# Picture transfer



## Yoopergirl58 (May 12, 2018)

Hey everyone and Happy New Year 😊
Is there a way I can transfer pictures from my iPhone to my laptop?
If there is can you please explain it to me in very simple terms?
Thanks!


----------



## Kiamichi Kid (Apr 9, 2009)

Yoopergirl58 said:


> Hey everyone and Happy New Year 😊
> Is there a way I can transfer pictures from my iPhone to my laptop?
> If there is can you please explain it to me in very simple terms?
> Thanks!


I bought an external hard drive with attachments that allowed me to do it… and then I backed up everything on the external hard drive. Between my son and the instructions I got through it and I’m Not tech savvy at all.


----------



## robin416 (Dec 29, 2019)

Are you Microsoft or Apple? Although now that I've asked the question Microsoft has done some dumb things that make it next to impossible to transfer.

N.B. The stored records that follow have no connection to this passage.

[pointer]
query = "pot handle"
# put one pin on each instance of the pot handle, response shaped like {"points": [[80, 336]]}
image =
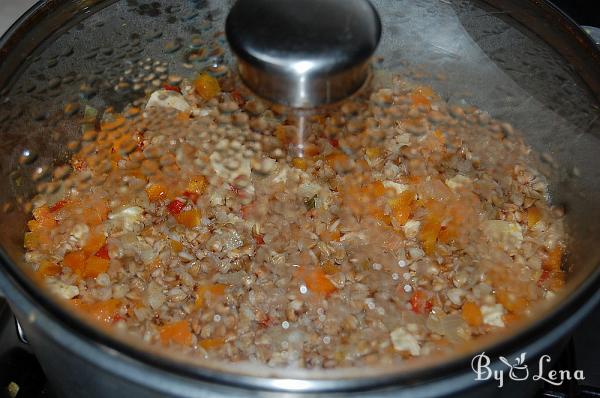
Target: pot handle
{"points": [[593, 32]]}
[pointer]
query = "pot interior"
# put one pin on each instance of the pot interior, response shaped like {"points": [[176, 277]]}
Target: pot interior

If you're using a Mac, just plug your phone in. Go to the photo icon on the Mac, look for where it says Iphone. Click on that. It will open a window to choose which pics to download.


----------



## 67drake (May 6, 2020)

My kids set it up so the my iPhone photos go to some “cloud” thing. Then I can see them in my laptop too. HOW, I’d have to ask them.


----------



## Cabin Fever (May 10, 2002)

All you need to do is take your charging cable with one end plugged in your phone and the USB end of the cable plugged into your computer's USB port. Then, search for the phone's photo folder.


----------



## Nevada (Sep 9, 2004)

Yoopergirl58 said:


> Hey everyone and Happy New Year 😊
> Is there a way I can transfer pictures from my iPhone to my laptop?
> If there is can you please explain it to me in very simple terms?
> Thanks!


I email photos to myself.


----------



## Cabin Fever (May 10, 2002)

.....


----------



## robin416 (Dec 29, 2019)

A friend of mine has Windows 10. There was some update a year ago that killed his ability to download pics from his phone or camera. Took it to a computer key and was told forget it, no way he could fix it. Even taking it back to before the update didn't fix things.


----------



## frogmammy (Dec 8, 2004)

I email them to myself, also.

Mon


----------



## backwoodsman7 (Mar 22, 2007)

I use Yandex Disk, which can be set to automatically transfer pictures & videos as soon as I take them, or as soon as the phone has an internet connection. Dropbox can do the same thing.


----------



## Danaus29 (Sep 12, 2005)

Are iphones bluetooth capable? If so, just transfer with bluetooth.


----------



## Yoopergirl58 (May 12, 2018)

Cabin Fever said:


> All you need to do is take your charging cable with one end plugged in your phone and the USB end of the cable plugged into your computer's USB port. Then, search for the phone's photo folder.


That works!!!! Thank you!


----------



## HermitJohn (May 10, 2002)

Yea I use linux and tether my cell phone as my only internet. When I first plug in the usb cable between the two, the file manager immediately detects it as a storage drive. Can move any photos or sound files from phone to computer or to any other storage drive plugged into the computer. Easiest to do this before initiating tethering. You dont need specific "photo" software or anything like that. If you want create a new directory "Photos" or whatever you want to name it and put the photos there. I think there is some software that will give you options to auto sort them. Though you might want to change the default name to something meaningful like one word description plus the date. Phones and cameras tend to give some meaningless alphanumeric name. May mean something to the camera, but not to anybody else.


----------